Минуту-другую они сидели в неловком молчании. Но Лакост заметила, что шеф больше не сжимает кулаки. Теперь он просто смотрел в окно. И она подумала, что, вероятно, нанесла ему слишком сильный удар.
Потом в его лице что-то переменилось, и Лакост поняла, что он смотрит не в темные воды Святого Лаврентия, а перед собой. Они перевалили через вершину и наконец увидели, чем вызвана пробка. Крайняя правая полоса в том месте, где мост выходил на южный берег, была перекрыта полицейскими машинами и «скорой».
Вверх по склону поднимали укрытое тело, пристегнутое к проволочной корзине. Лакост перекрестилась, скорее по привычке, чем из веры в то, что это имеет какое-то значение для живых или мертвых.
Гамаш не перекрестился. Просто смотрел.
Смерть случилась на южном берегу Монреаля. Не их территория и не их тело. Юрисдикция Квебекской полиции распространялась на весь Квебек, исключая города, где есть собственная полиция. Тем не менее для них оставалось достаточно территории и достаточно трупов. Но тот, что они видели сейчас, принадлежал полиции Монреаля.
К тому же и Гамаш, и Лакост понимали, что сия несчастная душа, вероятно, покончила с собой. Приближение рождественских каникул довело ее до отчаяния.

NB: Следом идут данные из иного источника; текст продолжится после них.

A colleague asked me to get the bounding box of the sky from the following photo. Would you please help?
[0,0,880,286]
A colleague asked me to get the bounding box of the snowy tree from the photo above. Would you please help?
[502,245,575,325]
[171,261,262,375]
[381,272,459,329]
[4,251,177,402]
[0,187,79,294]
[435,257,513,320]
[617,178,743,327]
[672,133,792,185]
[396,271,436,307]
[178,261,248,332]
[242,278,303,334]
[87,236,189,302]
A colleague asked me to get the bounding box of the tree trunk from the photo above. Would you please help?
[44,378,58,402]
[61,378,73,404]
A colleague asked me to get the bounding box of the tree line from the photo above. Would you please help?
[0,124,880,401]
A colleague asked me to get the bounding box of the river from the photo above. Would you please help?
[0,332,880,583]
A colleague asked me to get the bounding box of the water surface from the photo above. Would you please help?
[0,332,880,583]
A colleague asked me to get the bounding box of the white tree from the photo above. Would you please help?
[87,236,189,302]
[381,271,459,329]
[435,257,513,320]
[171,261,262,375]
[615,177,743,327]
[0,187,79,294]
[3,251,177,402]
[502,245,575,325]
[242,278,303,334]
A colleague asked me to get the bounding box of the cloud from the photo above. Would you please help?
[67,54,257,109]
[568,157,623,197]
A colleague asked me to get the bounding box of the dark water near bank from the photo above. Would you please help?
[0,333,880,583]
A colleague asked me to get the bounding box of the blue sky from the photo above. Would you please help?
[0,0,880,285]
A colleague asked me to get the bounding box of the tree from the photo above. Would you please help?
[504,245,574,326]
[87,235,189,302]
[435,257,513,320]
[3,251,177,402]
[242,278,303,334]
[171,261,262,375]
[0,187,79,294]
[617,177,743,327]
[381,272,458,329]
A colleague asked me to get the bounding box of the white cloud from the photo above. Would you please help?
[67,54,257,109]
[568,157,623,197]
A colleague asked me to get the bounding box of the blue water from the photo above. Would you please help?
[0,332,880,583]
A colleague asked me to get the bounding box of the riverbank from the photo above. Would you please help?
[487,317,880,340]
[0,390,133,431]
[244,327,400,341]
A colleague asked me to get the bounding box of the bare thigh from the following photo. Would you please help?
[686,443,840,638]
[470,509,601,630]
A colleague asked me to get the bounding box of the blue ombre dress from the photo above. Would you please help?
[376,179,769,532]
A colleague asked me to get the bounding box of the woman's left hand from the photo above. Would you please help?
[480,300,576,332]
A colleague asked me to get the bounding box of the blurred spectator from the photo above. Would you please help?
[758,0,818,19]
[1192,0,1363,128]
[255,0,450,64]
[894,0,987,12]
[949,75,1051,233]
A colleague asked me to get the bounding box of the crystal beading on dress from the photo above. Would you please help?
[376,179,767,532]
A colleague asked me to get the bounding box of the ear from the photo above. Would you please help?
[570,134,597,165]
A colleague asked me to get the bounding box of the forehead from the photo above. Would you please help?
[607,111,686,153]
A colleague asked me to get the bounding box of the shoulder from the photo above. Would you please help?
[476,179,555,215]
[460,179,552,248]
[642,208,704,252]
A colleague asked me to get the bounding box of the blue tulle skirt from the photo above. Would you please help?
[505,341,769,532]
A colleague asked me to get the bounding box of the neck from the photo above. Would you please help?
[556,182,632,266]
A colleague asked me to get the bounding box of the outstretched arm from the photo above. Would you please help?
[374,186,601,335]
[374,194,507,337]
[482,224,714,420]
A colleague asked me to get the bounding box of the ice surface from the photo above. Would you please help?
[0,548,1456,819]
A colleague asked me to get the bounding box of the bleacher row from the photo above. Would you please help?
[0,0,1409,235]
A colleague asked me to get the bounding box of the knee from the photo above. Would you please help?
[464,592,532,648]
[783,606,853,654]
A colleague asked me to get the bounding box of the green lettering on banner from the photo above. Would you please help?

Проезжая мимо тела, завернутого в одеяла, словно новорожденный, Гамаш подумал, насколько же невыносимой стала для человека жизнь, если он предпочел ей холодные серые воды.
Наконец они вырвались из затора и помчались по шоссе от моста. От мертвого тела. От штаб-квартиры Квебекской полиции. В деревню под названием Три Сосны.